Research Areas

Biography

He received the degree of Mechanical Engineer (with highest honors) from the Stevens Institute of Technology, Hoboken, NJ, 1955; and his M.S. in Electrical Engineering and Ph.D. in Electrical Engineering and Physics, in 1957 and 1962, respectively, at the California Institute of Technology, Pasadena, CA. From 1955 to 1962 he was a member of the technical staff at the Hughes Aircraft Company, Culver City, California. In 1962, he joined the Electrical Engineering faculty at UC Berkeley. His initial research and teaching on the physics of integrated-circuit devices led to collaboration with Dr. Theodore I. Kamins of Hewlett-Packard Laboratories in writing Device Electronics for Integrated Circuits, first published by John Wiley & Sons in 1977, with a 2nd edition in 1986, and a 3rd edition appearing in 2002.

Dr. Muller changed his research focus in the late 1970s to the general area now known as microelectromechanical systems (MEMS), and he joined in 1986 with colleague Professor Richard M. White to found the Berkeley Sensor & Actuator Center (BSAC), an NSF/Industry/University Cooperative Research Center.

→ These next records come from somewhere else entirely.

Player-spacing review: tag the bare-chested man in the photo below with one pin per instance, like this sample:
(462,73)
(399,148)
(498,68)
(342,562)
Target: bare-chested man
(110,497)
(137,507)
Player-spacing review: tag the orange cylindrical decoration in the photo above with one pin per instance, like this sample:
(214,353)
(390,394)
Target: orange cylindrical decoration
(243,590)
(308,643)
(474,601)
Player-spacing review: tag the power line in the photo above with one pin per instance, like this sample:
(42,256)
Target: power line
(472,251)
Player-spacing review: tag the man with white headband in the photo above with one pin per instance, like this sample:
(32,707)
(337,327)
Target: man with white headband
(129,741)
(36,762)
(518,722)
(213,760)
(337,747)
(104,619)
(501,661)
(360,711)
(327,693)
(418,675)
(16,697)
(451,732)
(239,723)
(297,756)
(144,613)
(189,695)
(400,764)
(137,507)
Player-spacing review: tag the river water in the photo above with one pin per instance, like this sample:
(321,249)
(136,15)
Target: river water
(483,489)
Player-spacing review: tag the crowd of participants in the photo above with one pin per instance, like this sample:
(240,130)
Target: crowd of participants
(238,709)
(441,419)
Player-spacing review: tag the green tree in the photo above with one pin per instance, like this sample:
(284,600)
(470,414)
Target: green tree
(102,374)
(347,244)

He has been awarded: the NATO and Fulbright Research Fellowships; an Alexander von Humboldt Senior-Scientist Award; the UC Berkeley Citation (1994); the Stevens Institute of Technology Renaissance Award (1995); the Transducers Research Conference Career Achievement Award (1997), the IEEE Cledo Brunetti Award (with Roger T. Howe, 1998) and an IEEE Millennium Medal (2000). He is a member of the National Academy of Engineering, a Life Fellow of the IEEE, and has served as an IEEE Distinguished Lecturer. In 1990, he proposed to IEEE and ASME the creation of a MEMS technical journal, which began publication in 1991 as the IEEE/ASME Journal of Microelectromechanical Systems (IEEE/ASME JMEMS). Professor Muller is the author or co-author of more than 300 research papers and technical presentations and of 19 issued patents.